Several options are available from the command line, including changing the optimizer, batch size, using attention/bidirectionality and using teacher forcing. For a complete overview, use the help function of the script.

Evaluation and inference

The scripts infer.py and evaluate.py can be used to run an existing model (loaded from a checkpoint) in inference mode, and evaluate a model on a test set, respectively. E.g:

  # Use the model stored in $checkpoint_path in inference mode
` python infer.py --checkpoint_path $checkpoint_path

  # Evaluate a trained model stored in $checkpoint_path
` python evaluate.py --checkpoint_path $checkpoint_path --test_data $test_data

Example script

The script example.sh illustrates the usage of all three tools: it uses the toy data from the test directory (containing a ‘reverse’ dataset in which the translation of any sequence of numbers is its inverse), trains a model on this data using train_model.py, evaluates this model using evaluate.py and then runs infer.py to generate outputs.

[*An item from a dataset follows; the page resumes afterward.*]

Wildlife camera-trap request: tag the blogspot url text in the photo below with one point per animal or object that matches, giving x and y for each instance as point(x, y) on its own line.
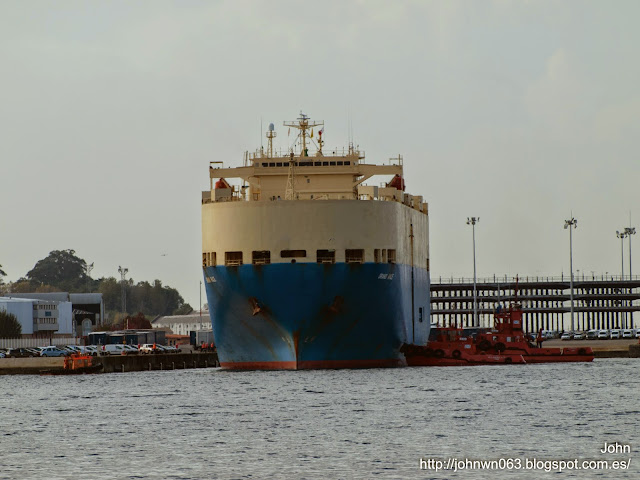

Once training is complete, you will be prompted to enter a new sequence to translate and the model will print out its prediction (use ctrl-C to terminate). Try the example below!

Input:  1 3 5 7 9
Expected output: 9 7 5 3 1 EOS

Checkpoints

During training, the top k models are stored in a folder which is named using the accuracy and loss of the model on the development set. Currently, k is set to 5. The folder contains the model, the source and target vocabulary and the trainer states.

Contributing

We welcome pull requests for the library. Please run both the unittests and integration test before committing:

python -m unittest discover sh integration_test.sh